General programming and debugging tools
Since this chapter is meant to review R programming, I will not go into too much detail on how to write a program step by step, but I will present some general advice on how to write a successful program.
First, it is essential that you understand the problem because R will only do what you tell it to do. So if you don't have a clear picture of the problem, it's best you sit down and work out what you want your program to do and think about what R tools and/or packages are available to help you fulfill your task. Once you've explored the R functions and packages available to you to help address your question, you should simplify your problem by writing down general steps and functions you can use to solve your problem and then translate your general ideas into a detailed implementation.
A good strategy to adopt when working on a detailed implementation for a program is to use the "top-down" design approach, which consists of writing the whole program in a couple of steps like you would an essay outline. Then, expand each step with additional key steps and keep expanding until you have a full program.
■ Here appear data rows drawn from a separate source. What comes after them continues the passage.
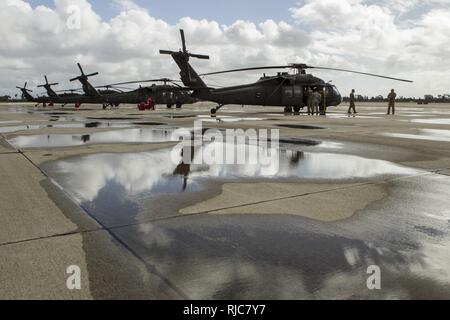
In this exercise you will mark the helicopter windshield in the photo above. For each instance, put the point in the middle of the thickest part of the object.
(335, 90)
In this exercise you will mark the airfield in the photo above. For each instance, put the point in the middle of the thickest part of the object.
(96, 189)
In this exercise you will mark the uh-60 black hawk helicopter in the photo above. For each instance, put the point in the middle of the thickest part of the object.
(112, 95)
(284, 89)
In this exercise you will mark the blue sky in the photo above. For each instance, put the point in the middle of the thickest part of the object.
(225, 12)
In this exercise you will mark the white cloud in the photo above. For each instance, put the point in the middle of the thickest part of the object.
(356, 34)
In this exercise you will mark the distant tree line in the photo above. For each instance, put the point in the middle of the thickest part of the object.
(426, 99)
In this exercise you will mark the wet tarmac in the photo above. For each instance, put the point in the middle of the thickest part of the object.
(304, 220)
(424, 134)
(135, 135)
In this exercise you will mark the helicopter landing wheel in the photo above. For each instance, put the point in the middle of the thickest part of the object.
(214, 110)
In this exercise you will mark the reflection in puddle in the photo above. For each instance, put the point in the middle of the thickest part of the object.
(425, 134)
(12, 129)
(155, 172)
(205, 118)
(431, 121)
(137, 135)
(10, 122)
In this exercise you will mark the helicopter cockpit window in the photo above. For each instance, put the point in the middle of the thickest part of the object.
(335, 90)
(288, 92)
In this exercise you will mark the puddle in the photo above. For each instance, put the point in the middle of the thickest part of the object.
(112, 119)
(206, 118)
(178, 116)
(431, 121)
(10, 122)
(299, 126)
(348, 116)
(148, 123)
(135, 135)
(131, 175)
(12, 129)
(425, 134)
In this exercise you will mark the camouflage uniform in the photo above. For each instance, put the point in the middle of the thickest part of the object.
(317, 98)
(309, 100)
(352, 103)
(391, 98)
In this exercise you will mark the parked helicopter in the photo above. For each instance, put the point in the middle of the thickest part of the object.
(112, 95)
(284, 90)
(28, 97)
(67, 96)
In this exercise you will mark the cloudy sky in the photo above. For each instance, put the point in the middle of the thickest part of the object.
(121, 39)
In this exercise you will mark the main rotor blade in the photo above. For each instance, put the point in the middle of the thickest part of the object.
(81, 69)
(358, 72)
(166, 52)
(199, 56)
(142, 81)
(246, 69)
(183, 40)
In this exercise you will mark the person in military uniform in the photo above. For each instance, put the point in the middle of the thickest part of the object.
(309, 100)
(391, 98)
(317, 99)
(352, 103)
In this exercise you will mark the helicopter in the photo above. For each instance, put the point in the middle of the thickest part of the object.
(67, 96)
(284, 89)
(113, 95)
(28, 97)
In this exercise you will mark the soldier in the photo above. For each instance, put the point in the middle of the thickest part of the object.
(352, 103)
(309, 97)
(391, 98)
(317, 98)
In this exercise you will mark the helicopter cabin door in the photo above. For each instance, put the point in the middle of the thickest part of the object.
(292, 95)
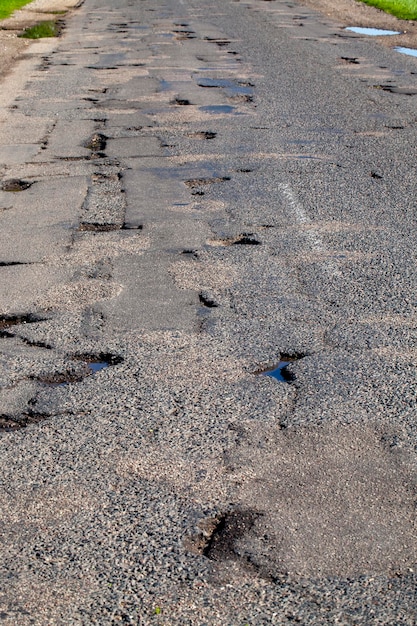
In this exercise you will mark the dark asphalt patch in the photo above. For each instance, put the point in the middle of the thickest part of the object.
(207, 301)
(15, 185)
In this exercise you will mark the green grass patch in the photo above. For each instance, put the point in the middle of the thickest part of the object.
(43, 29)
(8, 6)
(404, 9)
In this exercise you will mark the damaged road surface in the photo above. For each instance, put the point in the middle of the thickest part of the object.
(193, 195)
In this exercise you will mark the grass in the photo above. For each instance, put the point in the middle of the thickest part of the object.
(8, 6)
(404, 9)
(43, 29)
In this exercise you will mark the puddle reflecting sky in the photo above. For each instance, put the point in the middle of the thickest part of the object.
(410, 51)
(96, 366)
(218, 109)
(277, 372)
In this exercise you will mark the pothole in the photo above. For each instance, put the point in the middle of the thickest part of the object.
(193, 183)
(102, 360)
(97, 144)
(92, 363)
(12, 263)
(409, 51)
(218, 109)
(207, 301)
(279, 371)
(218, 537)
(181, 101)
(372, 32)
(240, 91)
(245, 239)
(15, 185)
(10, 423)
(8, 321)
(98, 228)
(404, 91)
(202, 135)
(352, 60)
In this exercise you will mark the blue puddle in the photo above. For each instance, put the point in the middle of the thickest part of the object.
(232, 88)
(96, 366)
(412, 52)
(278, 372)
(372, 32)
(218, 109)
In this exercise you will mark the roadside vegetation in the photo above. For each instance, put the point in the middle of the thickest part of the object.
(404, 9)
(43, 29)
(8, 6)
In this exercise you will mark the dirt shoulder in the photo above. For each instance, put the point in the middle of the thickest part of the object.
(353, 13)
(11, 45)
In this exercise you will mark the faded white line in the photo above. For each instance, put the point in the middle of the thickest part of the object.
(300, 216)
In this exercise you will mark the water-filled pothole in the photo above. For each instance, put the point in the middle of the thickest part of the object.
(97, 227)
(279, 371)
(202, 135)
(7, 321)
(245, 239)
(409, 51)
(97, 143)
(232, 89)
(207, 301)
(219, 109)
(372, 32)
(181, 101)
(12, 263)
(352, 60)
(92, 363)
(15, 185)
(192, 183)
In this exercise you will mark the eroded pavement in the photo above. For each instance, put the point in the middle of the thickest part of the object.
(191, 193)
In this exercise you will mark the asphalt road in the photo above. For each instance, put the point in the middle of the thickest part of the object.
(191, 193)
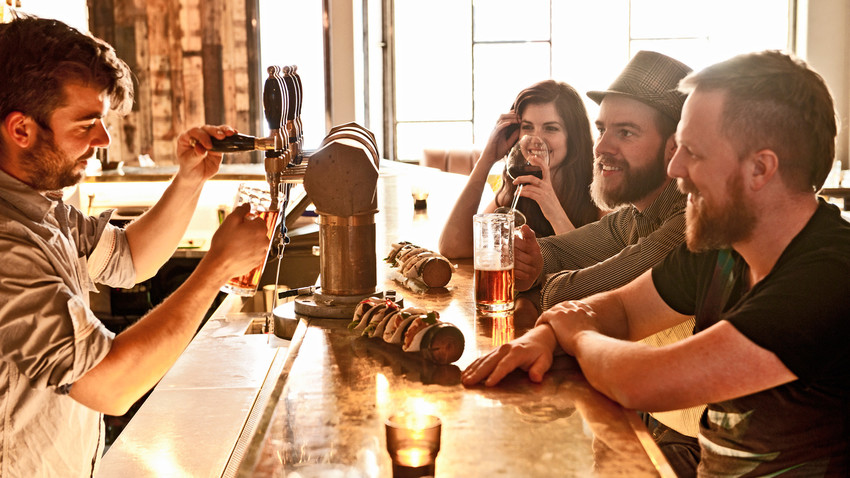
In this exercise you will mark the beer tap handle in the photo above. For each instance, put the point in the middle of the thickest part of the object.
(274, 102)
(291, 134)
(299, 95)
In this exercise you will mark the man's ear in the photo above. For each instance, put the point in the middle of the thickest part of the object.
(670, 148)
(19, 129)
(763, 166)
To save time and make your code more legible, I would suggest breaking up each of your key steps into functions, and then run and check each function iteratively. As a general rule of thumb, if your function starts to get really long, that is, dozens of line, I would suggest thinking of ways to break down that function into a bunch of smaller functions or "subfunctions", in the same way you would break down really long paragraphs into smaller ones when writing an essay.
The beauty of programming resides in the ability to write and reuse functions in several programs. By writing generic functions that fulfill specific tasks, you can reuse that code in another program by simply executing the following code:
> source("someOtherfunctions.R")
The trickiest part of programming is finding and solving errors (debugging). The following is a list of some generic steps you can take when trying to solve a bug:
- Recognize that your program has a bug. This can be easy when you get an error or warning message but harder when you get an output that is not the output expected or the true answer to your problem.
- Make the bug reproducible. It is easier to fix a bug that you know how to trigger.
- Identify the cause of the bug. For example, this can be a variable, not updating it the way you wanted it to in a function, or a condition statement that can never return
TRUE
as written. Other common causes of error for beginners include testing for a match (equality) by writingif(x = 12)
instead ofif(x==12)
, or the inability of your code to deal with missing data (NA values). - Fix the error in your code and test whether you successfully fixed it.
- Look for similar errors elsewhere in your code.
Tip
One trick you can use to help you tease out the cause of your error message is the traceback()
function. For example, when we tried to the vectorContains(x)
, we got the error message "This function takes a numeric vector as input."
If someone wanted to see where the error message was coming from, they could run traceback()
and get the location as follows:
> traceback() 2: stop("This function takes a numeric vector as input.") at #38 1: vectorContains(x)
Other useful functions include the browser()
and debug()
functions. The browser()
function allows you to pause the execution of your function, and examine or change local variables, and even execute other R commands. Let's inspect the vectorContains()
function we wrote earlier with the browser()
function as follows:
> x <- c(2, 6, 7, 12, NA, NA) > browser() # We have now entered the Browser mode. Browse[1]> x <-c(1, 2, 3) Browse[1]> vectorContains(x) Error in vectorContains(x) : This function takes a numeric vector without NAs as input. Browse[1]> x <-c(1, 2, 3) Browse[1]> vectorContains(x) [1] TRUE Browse[1]> Q #To quit browser()
Note
Note that the variable x
we changed in the browser
mode was stored to our workspace. So if we enter x
after we quit, the values stored in browser
mode will be returned, as follows:
> x [1] 1 2 3
When we call the debug()
function, we also enter the browser
mode. This allows us to execute a single line of code at a time by entering n
for next, continue to run the function by entering c
, or quit the function by entering Q
like in browser
mode. Note that each time you call the function, you will enter the browser
mode unless you run the undebug()
function.
The following is an example using debug
to inspect our vectorContains()
function:
> debug(vectorContains) > x <- c(1, 2, 3, 9) > vectorContains(x) debugging in: vectorContains(x) debug at #1: { if (is.numeric(v1) && !any(is.na(v1))) { value.found <- "no" for (i in v1) { if (i == value.to.check) { value.found <- "yes" break } } if (value.found == "yes") { return(TRUE) } else { return(FALSE) } } else { stop("This function takes a numeric vector as input.") } } Browse[2]> c exiting from: vectorContains(x) [1] TRUE > undebug(vectorContains) > vectorContains(x) [1] TRUE
Note
Notice that debug
only enters the browser
mode when you call the vectorContains
function.